At boot, when mem_cgroup_from_task() may return NULL. But this is not
related to the RCU acquisition.

Anyway, probably the RCU protection is not so critical for this
particular case, and we can simply get rid of it. In this way we can
easily implement the interface proposed by Peter.

-Andrea
--
To unsubscribe from this list: send the line "unsubscribe linux-kernel" in
the body of a message to majordomo(a)vger.kernel.org
More majordomo info at http://vger.kernel.org/majordomo-info.html
Please read the FAQ at http://www.tux.org/lkml/

From: Andrea Righi on 3 Mar 2010 07:00

On Wed, Mar 03, 2010 at 12:47:03PM +0100, Andrea Righi wrote:
> On Tue, Mar 02, 2010 at 06:59:32PM -0500, Vivek Goyal wrote:
> > On Tue, Mar 02, 2010 at 11:22:48PM +0100, Andrea Righi wrote:
> > > On Tue, Mar 02, 2010 at 10:05:29AM -0500, Vivek Goyal wrote:
> > > > On Mon, Mar 01, 2010 at 11:18:31PM +0100, Andrea Righi wrote:
> > > > > On Mon, Mar 01, 2010 at 05:02:08PM -0500, Vivek Goyal wrote:
> > > > > > > @@ -686,10 +699,14 @@ void throttle_vm_writeout(gfp_t gfp_mask)
> > > > > > > */
> > > > > > > dirty_thresh += dirty_thresh / 10; /* wheeee... */
> > > > > > >
> > > > > > > - if (global_page_state(NR_UNSTABLE_NFS) +
> > > > > > > - global_page_state(NR_WRITEBACK) <= dirty_thresh)
> > > > > > > - break;
> > > > > > > - congestion_wait(BLK_RW_ASYNC, HZ/10);
> > > > > > > +
> > > > > > > + dirty = mem_cgroup_page_stat(MEMCG_NR_DIRTY_WRITEBACK_PAGES);
> > > > > > > + if (dirty < 0)
> > > > > > > + dirty = global_page_state(NR_UNSTABLE_NFS) +
> > > > > > > + global_page_state(NR_WRITEBACK);
> > > > > >
> > > > > > dirty is unsigned long.
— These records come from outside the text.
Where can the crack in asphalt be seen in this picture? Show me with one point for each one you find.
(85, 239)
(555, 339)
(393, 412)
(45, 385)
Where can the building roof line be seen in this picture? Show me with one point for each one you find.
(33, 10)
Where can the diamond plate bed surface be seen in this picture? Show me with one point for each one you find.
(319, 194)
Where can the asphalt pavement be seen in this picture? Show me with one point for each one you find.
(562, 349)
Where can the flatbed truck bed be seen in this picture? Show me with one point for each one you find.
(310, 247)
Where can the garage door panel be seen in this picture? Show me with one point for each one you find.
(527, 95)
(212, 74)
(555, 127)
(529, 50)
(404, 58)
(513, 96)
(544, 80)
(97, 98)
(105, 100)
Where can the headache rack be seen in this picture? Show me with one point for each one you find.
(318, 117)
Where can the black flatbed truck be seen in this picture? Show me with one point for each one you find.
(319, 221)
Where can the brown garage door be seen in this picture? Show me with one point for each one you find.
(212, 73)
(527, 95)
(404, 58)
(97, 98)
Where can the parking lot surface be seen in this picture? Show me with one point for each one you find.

As mentioned last time, above will never be true?
> > > > > > In general these patches look ok to me. I will do some testing with these.
> > > > >
> > > > > Re-introduced the same bug. My bad. :(
> > > > >
> > > > > The value returned from mem_cgroup_page_stat() can be negative, i.e.
> > > > > when memory cgroup is disabled. We could simply use a long for dirty,
> > > > > the unit is in # of pages so s64 should be enough. Or cast dirty to long
> > > > > only for the check (see below).
> > > > >
> > > > > Thanks!
> > > > > -Andrea
> > > > >
> > > > > Signed-off-by: Andrea Righi <arighi(a)develer.com>
> > > > > ---
> > > > > mm/page-writeback.c | 2 +-
> > > > > 1 files changed, 1 insertions(+), 1 deletions(-)
> > > > >
> > > > > diff --git a/mm/page-writeback.c b/mm/page-writeback.c
> > > > > index d83f41c..dbee976 100644
> > > > > --- a/mm/page-writeback.c
> > > > > +++ b/mm/page-writeback.c
> > > > > @@ -701,7 +701,7 @@ void throttle_vm_writeout(gfp_t gfp_mask)
> > > > >
> > > > >
> > > > > dirty = mem_cgroup_page_stat(MEMCG_NR_DIRTY_WRITEBACK_PAGES);
> > > > > - if (dirty < 0)
> > > > > + if ((long)dirty < 0)
> > > >
> > > > This will also be problematic as on 32bit systems, your uppper limit of
> > > > dirty memory will be 2G?
> > > >
> > > > I guess, I will prefer one of the two.
> > > >
> > > > - return the error code from function and pass a pointer to store stats
> > > > in as function argument.
> > > >
> > > > - Or Peter's suggestion of checking mem_cgroup_has_dirty_limit() and if
> > > > per cgroup dirty control is enabled, then use per cgroup stats. In that
> > > > case you don't have to return negative values.
> > > >
> > > > Only tricky part will be careful accouting so that none of the stats go
> > > > negative in corner cases of migration etc.
> > >
> > > What do you think about Peter's suggestion + the locking stuff? (see the
> > > previous email). Otherwise, I'll choose the other solution, passing a
> > > pointer and always return the error code is not bad.
> > >
> >
> > Ok, so you are worried about that by the we finish mem_cgroup_has_dirty_limit()
> > call, task might change cgroup and later we might call
> > mem_cgroup_get_page_stat() on a different cgroup altogether which might or
> > might not have dirty limits specified?
>
> Correct.
>
> >
> > But in what cases you don't want to use memory cgroup specified limit? I
> > thought cgroup disabled what the only case where we need to use global
> > limits. Otherwise a memory cgroup will have either dirty_bytes specified
> > or by default inherit global dirty_ratio which is a valid number. If
> > that's the case then you don't have to take rcu_lock() outside
> > get_page_stat()?
> >
> > IOW, apart from cgroup being disabled, what are the other cases where you
> > expect to not use cgroup's page stat and use global stats?
>
> At boot, when mem_cgroup_from_task() may return NULL. But this is not
> related to the RCU acquisition.

Nevermind. You're right. In any case even if a task is migrated to a
different cgroup it will always have mem_cgroup_has_dirty_limit() ==
true.

So RCU protection is not needed outside these functions.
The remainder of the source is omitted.